A Santa Fe man who didn’t want to be named said people in his family have ridden the trails east of Santa Fe for eight generations. He said he frequently meets up with unleashed dogs, and “sometimes they are a little aggressive with me and my horse.” His strategy, he said, is, “I try to keep on going. I hate to get into a confrontation [because] people are real [law]suit happy. I try to keep my temper.”
But, he said, “Sometimes they’ll smell a horse from a ways and come out running,” and on occasion, “I’ll chase the dog back. You can only take so much. I’d hate for my horse to get bitten.”
A few years ago, forester ranch management consultant Henry Carey and his wife were thrown off their horses during a run-in with dogs on the lower Winsor Trail. Carey was bitten by one of the dogs, and his wife was knocked unconscious.
Carey, who doesn’t ride any more, said in heavy recreation areas in the Pecos Wilderness, the grazing has been curtailed, but, he said, “I expect to see cows in the wilderness.”

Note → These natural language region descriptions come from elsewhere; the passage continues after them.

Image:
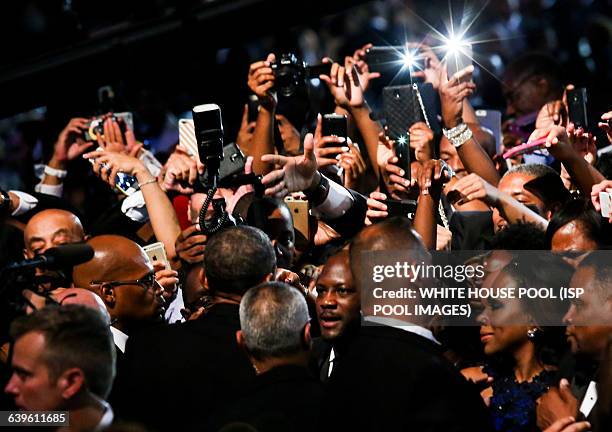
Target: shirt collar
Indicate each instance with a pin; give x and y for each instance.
(403, 325)
(120, 338)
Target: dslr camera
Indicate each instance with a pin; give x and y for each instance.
(292, 73)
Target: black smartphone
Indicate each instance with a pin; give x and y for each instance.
(334, 125)
(253, 108)
(404, 208)
(387, 58)
(577, 107)
(232, 164)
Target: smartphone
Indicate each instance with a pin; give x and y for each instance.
(401, 110)
(404, 208)
(459, 59)
(605, 200)
(253, 108)
(187, 137)
(384, 59)
(577, 107)
(490, 120)
(157, 252)
(334, 125)
(299, 213)
(125, 183)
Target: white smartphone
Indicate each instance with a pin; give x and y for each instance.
(187, 138)
(157, 252)
(605, 200)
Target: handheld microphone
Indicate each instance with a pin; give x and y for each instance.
(56, 258)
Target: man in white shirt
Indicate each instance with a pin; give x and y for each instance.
(63, 360)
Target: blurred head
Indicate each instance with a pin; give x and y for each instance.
(59, 355)
(238, 258)
(588, 319)
(122, 275)
(529, 82)
(513, 183)
(505, 323)
(338, 300)
(51, 228)
(274, 322)
(393, 234)
(576, 228)
(80, 296)
(274, 218)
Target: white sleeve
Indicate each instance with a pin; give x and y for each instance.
(26, 203)
(134, 207)
(338, 201)
(55, 190)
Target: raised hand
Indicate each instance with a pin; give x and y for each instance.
(453, 91)
(107, 164)
(181, 172)
(245, 133)
(359, 59)
(432, 65)
(344, 85)
(354, 166)
(294, 174)
(261, 82)
(70, 143)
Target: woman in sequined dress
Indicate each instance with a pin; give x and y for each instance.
(519, 347)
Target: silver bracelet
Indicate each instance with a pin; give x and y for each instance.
(454, 132)
(458, 135)
(140, 185)
(54, 172)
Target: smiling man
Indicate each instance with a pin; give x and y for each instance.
(338, 308)
(63, 360)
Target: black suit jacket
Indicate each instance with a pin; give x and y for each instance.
(176, 375)
(286, 398)
(394, 380)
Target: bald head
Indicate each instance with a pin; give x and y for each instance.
(115, 258)
(66, 296)
(122, 275)
(394, 234)
(51, 228)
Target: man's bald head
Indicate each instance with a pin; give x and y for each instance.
(114, 257)
(50, 228)
(122, 275)
(66, 296)
(394, 234)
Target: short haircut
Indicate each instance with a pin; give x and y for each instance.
(537, 65)
(535, 170)
(392, 234)
(272, 318)
(599, 261)
(237, 259)
(76, 336)
(519, 236)
(578, 210)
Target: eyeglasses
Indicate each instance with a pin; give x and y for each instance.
(147, 282)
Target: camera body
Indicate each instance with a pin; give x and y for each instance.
(289, 73)
(292, 73)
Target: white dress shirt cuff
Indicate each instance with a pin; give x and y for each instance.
(55, 190)
(134, 207)
(339, 200)
(26, 203)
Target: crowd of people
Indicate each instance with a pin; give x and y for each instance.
(260, 325)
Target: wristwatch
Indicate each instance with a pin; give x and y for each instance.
(316, 195)
(5, 202)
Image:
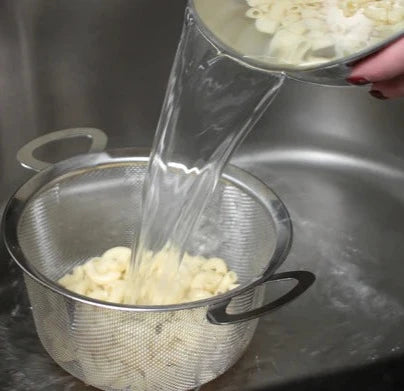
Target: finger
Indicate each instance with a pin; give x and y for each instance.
(393, 88)
(384, 65)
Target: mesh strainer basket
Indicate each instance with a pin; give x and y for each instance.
(76, 209)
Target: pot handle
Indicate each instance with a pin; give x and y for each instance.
(217, 313)
(26, 154)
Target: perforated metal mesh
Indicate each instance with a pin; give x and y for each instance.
(80, 215)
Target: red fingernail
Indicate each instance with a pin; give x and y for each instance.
(357, 81)
(377, 94)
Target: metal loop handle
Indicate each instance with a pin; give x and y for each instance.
(217, 314)
(26, 154)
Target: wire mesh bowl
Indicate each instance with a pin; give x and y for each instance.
(76, 209)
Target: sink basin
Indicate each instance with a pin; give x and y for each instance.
(334, 156)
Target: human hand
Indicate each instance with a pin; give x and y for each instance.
(384, 70)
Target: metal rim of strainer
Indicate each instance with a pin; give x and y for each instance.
(285, 68)
(78, 164)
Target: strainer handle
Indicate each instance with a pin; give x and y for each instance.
(26, 154)
(217, 314)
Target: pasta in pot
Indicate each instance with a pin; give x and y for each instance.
(105, 278)
(304, 32)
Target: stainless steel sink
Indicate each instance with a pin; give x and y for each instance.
(335, 157)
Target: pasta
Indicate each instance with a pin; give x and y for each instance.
(105, 278)
(303, 32)
(136, 350)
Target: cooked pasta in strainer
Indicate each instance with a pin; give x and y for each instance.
(104, 278)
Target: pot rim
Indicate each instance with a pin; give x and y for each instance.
(244, 180)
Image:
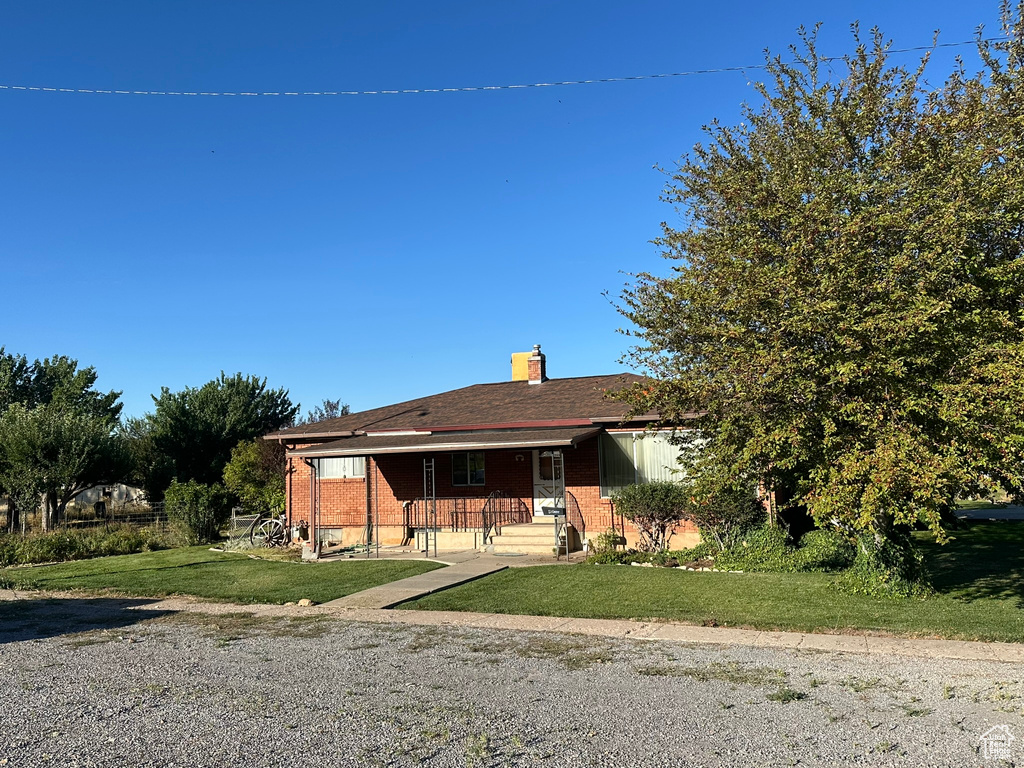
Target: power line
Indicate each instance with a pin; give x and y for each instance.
(463, 89)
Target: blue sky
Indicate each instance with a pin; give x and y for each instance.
(370, 248)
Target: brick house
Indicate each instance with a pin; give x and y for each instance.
(474, 466)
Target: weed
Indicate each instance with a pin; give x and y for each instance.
(477, 750)
(786, 694)
(915, 712)
(859, 685)
(730, 672)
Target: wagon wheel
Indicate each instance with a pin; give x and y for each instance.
(268, 532)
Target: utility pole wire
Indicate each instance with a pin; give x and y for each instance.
(463, 89)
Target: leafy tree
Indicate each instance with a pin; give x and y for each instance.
(56, 434)
(327, 410)
(256, 475)
(194, 431)
(199, 509)
(844, 309)
(655, 509)
(56, 452)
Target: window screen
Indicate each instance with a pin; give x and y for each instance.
(467, 469)
(637, 457)
(349, 466)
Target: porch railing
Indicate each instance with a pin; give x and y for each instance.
(573, 516)
(501, 509)
(468, 513)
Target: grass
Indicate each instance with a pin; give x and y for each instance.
(980, 504)
(232, 578)
(979, 579)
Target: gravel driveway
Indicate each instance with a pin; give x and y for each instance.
(88, 683)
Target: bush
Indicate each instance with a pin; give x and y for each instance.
(824, 550)
(79, 545)
(654, 508)
(892, 568)
(609, 541)
(200, 510)
(722, 514)
(767, 550)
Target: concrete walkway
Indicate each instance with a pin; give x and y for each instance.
(393, 593)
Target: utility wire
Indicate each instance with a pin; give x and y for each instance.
(689, 73)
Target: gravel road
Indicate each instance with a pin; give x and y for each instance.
(89, 683)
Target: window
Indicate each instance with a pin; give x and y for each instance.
(349, 466)
(467, 469)
(627, 458)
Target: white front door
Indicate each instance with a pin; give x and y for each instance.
(548, 483)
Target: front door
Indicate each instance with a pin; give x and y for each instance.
(549, 486)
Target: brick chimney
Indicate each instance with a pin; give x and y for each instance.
(537, 366)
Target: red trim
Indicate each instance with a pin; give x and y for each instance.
(508, 425)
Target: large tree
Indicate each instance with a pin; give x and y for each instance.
(844, 309)
(190, 433)
(58, 435)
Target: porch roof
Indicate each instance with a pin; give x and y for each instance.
(473, 440)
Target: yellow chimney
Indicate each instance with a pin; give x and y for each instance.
(520, 366)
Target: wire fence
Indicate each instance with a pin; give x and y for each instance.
(137, 514)
(240, 529)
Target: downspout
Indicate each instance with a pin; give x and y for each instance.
(290, 469)
(369, 525)
(313, 522)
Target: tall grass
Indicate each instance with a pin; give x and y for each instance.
(80, 545)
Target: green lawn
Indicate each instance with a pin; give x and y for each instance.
(979, 577)
(233, 578)
(980, 504)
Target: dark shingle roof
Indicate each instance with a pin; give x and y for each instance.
(479, 439)
(578, 400)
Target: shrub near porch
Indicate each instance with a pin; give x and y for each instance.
(233, 578)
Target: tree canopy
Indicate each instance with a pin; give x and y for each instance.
(190, 433)
(58, 435)
(843, 314)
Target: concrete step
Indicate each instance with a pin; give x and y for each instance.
(515, 541)
(524, 549)
(528, 529)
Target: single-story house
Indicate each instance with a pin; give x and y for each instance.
(485, 465)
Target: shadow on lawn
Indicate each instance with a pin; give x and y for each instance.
(985, 560)
(43, 617)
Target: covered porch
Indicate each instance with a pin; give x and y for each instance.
(508, 489)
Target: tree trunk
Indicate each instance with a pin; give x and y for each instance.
(49, 511)
(12, 516)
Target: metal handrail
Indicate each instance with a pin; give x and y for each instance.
(573, 516)
(467, 513)
(501, 509)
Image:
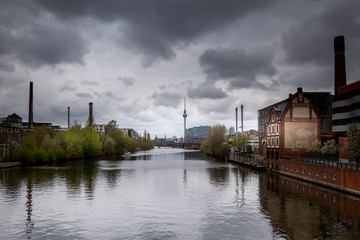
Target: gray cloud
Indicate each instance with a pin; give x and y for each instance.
(90, 83)
(35, 39)
(206, 90)
(6, 65)
(237, 67)
(84, 95)
(154, 28)
(310, 42)
(166, 99)
(68, 86)
(127, 81)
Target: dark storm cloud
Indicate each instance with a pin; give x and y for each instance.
(206, 90)
(84, 95)
(166, 99)
(127, 81)
(35, 39)
(90, 83)
(236, 66)
(68, 86)
(154, 28)
(5, 65)
(311, 41)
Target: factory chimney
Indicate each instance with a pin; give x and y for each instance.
(91, 118)
(31, 98)
(340, 68)
(68, 117)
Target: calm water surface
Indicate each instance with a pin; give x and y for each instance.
(168, 194)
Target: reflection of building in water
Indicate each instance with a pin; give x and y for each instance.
(297, 208)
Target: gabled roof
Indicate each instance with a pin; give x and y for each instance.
(14, 115)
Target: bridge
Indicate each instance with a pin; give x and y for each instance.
(194, 146)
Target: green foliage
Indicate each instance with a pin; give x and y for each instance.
(90, 142)
(329, 147)
(243, 140)
(203, 147)
(352, 146)
(42, 145)
(216, 142)
(109, 145)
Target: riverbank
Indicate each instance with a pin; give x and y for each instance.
(342, 177)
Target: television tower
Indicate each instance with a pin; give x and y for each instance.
(184, 115)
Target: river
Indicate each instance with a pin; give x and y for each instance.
(168, 194)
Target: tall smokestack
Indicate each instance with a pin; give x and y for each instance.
(91, 118)
(68, 117)
(31, 98)
(340, 69)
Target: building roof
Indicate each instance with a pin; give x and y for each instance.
(349, 88)
(14, 115)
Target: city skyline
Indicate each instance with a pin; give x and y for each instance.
(135, 61)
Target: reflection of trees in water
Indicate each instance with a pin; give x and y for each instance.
(9, 178)
(29, 205)
(300, 210)
(218, 176)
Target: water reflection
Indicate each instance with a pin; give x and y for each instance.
(301, 210)
(29, 205)
(168, 194)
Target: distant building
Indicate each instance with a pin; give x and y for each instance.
(231, 131)
(197, 134)
(253, 143)
(130, 132)
(12, 121)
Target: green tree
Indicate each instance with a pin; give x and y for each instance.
(352, 146)
(216, 141)
(243, 140)
(90, 142)
(109, 145)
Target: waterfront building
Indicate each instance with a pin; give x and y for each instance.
(346, 106)
(130, 132)
(290, 126)
(197, 134)
(100, 129)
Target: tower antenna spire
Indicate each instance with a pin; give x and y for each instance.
(184, 116)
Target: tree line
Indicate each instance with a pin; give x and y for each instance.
(46, 145)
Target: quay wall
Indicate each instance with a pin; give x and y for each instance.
(336, 177)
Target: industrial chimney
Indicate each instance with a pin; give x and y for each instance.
(340, 69)
(30, 122)
(91, 118)
(68, 117)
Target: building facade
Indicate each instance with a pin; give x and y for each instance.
(292, 126)
(196, 134)
(346, 106)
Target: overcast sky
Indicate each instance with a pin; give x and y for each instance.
(135, 60)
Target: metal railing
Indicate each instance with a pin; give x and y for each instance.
(323, 162)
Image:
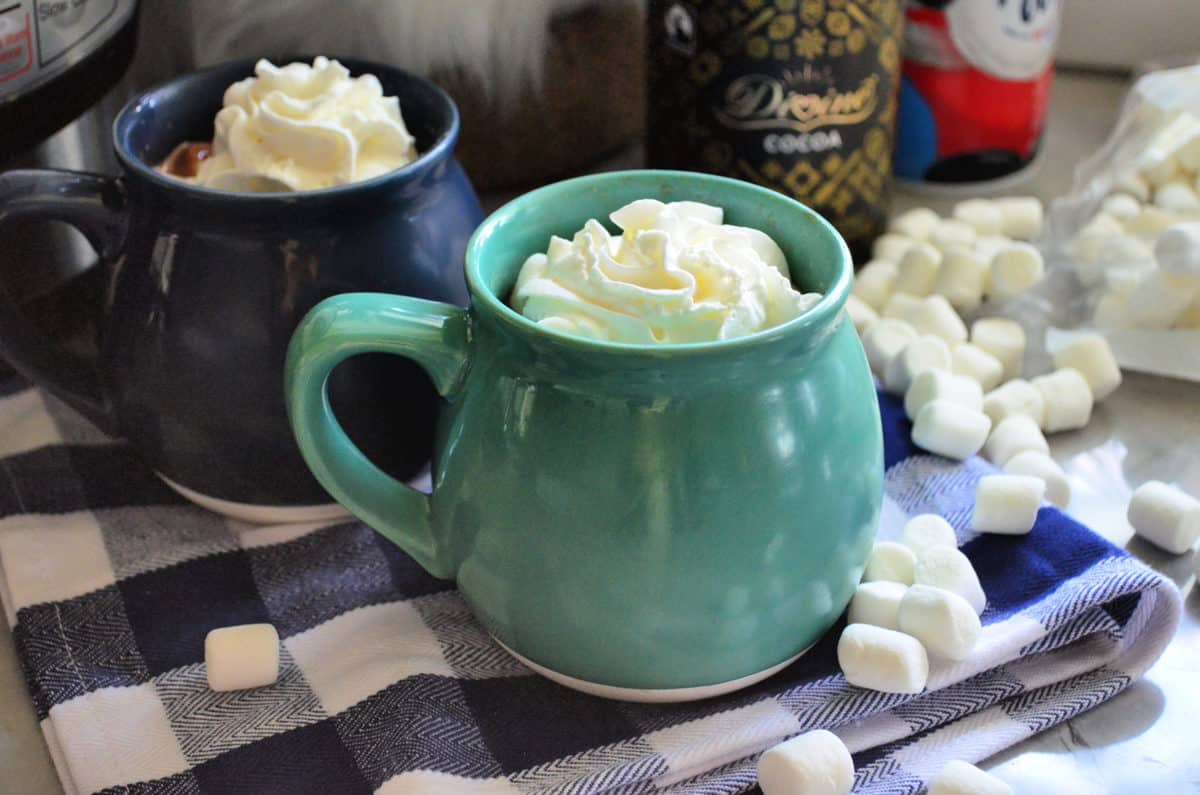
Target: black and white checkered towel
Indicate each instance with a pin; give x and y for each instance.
(389, 685)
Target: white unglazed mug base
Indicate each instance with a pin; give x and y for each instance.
(259, 514)
(663, 695)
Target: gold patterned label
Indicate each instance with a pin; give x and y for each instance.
(797, 95)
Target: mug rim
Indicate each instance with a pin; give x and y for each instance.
(439, 150)
(820, 315)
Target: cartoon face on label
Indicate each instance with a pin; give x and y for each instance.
(1013, 40)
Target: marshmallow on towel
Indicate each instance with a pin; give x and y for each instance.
(1092, 357)
(1067, 400)
(889, 562)
(1007, 503)
(1013, 435)
(927, 352)
(934, 315)
(1003, 339)
(876, 603)
(1039, 465)
(1165, 516)
(1020, 216)
(946, 567)
(928, 530)
(815, 763)
(882, 659)
(941, 384)
(971, 360)
(1014, 270)
(943, 622)
(238, 658)
(964, 778)
(951, 429)
(874, 284)
(1017, 396)
(961, 280)
(885, 340)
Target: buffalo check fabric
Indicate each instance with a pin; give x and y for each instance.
(388, 685)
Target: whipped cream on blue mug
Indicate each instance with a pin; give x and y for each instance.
(676, 274)
(298, 127)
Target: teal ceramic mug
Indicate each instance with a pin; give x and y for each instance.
(655, 522)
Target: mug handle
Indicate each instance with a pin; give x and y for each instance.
(95, 205)
(433, 335)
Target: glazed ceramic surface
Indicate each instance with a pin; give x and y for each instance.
(628, 515)
(203, 288)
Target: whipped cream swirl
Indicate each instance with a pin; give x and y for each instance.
(301, 127)
(677, 274)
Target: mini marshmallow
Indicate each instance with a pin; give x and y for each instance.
(952, 430)
(943, 622)
(1177, 250)
(1121, 205)
(917, 272)
(1013, 435)
(927, 352)
(961, 280)
(1067, 400)
(891, 246)
(1015, 396)
(861, 314)
(1158, 300)
(1003, 339)
(1133, 184)
(1014, 270)
(941, 384)
(1020, 216)
(901, 305)
(1151, 221)
(876, 603)
(971, 360)
(1177, 196)
(916, 223)
(952, 233)
(238, 658)
(882, 659)
(927, 530)
(874, 282)
(1092, 357)
(1165, 516)
(946, 567)
(885, 340)
(983, 215)
(1007, 503)
(934, 315)
(815, 763)
(963, 778)
(891, 562)
(1039, 465)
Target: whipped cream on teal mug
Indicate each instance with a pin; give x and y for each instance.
(643, 521)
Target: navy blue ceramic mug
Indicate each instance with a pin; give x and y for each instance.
(202, 290)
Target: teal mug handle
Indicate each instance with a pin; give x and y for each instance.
(436, 336)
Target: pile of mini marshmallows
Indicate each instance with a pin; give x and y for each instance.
(1141, 250)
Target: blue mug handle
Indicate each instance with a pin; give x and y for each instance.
(95, 205)
(432, 334)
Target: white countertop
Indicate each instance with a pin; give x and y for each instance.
(1143, 741)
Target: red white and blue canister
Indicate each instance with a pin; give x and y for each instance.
(975, 90)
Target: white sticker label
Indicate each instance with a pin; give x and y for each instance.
(1013, 40)
(40, 39)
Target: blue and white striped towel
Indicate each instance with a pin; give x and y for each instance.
(389, 685)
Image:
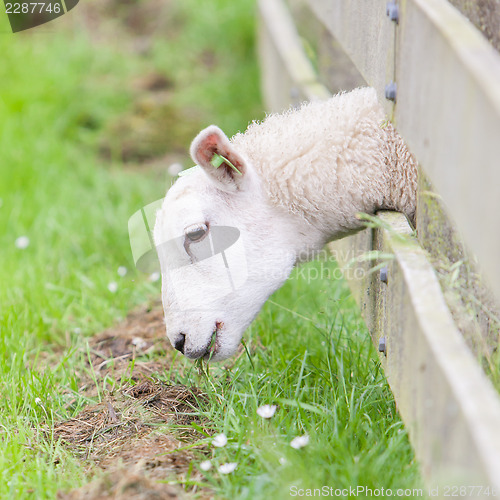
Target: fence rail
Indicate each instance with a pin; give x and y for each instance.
(447, 109)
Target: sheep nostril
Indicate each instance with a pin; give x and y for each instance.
(179, 343)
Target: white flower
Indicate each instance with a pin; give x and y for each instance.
(206, 465)
(153, 277)
(300, 441)
(266, 411)
(22, 242)
(139, 342)
(228, 468)
(174, 169)
(219, 440)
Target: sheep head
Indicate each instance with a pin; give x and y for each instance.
(223, 249)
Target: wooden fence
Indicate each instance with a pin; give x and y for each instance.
(439, 81)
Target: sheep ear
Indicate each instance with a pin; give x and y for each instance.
(212, 150)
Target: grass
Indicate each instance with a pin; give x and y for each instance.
(58, 94)
(316, 362)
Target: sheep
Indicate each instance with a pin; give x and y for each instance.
(229, 233)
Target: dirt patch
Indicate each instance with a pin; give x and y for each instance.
(129, 435)
(124, 484)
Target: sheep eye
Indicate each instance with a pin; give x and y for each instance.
(196, 233)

When horses and dogs meet up, he said, “It’s a tricky issue.”
In fact, the first section of the Winsor Trail from the ski area parking lot to the gate at the top of the ridge is so heavily used that he thinks it might be a good idea to require dogs to be leashed.
Spokesman Lujan said the Santa Fe National Forest is aware of user conflicts on multiuse trails such as the Winsor Trail, and “we continue to gather information. We want to hear about the problems so we can explore options.”
Meanwhile, he said, users should be considerate of others, make their presence known, comply with posted signs — and if they’re wearing headphones, be aware that it’s difficult to hear what is going on around them.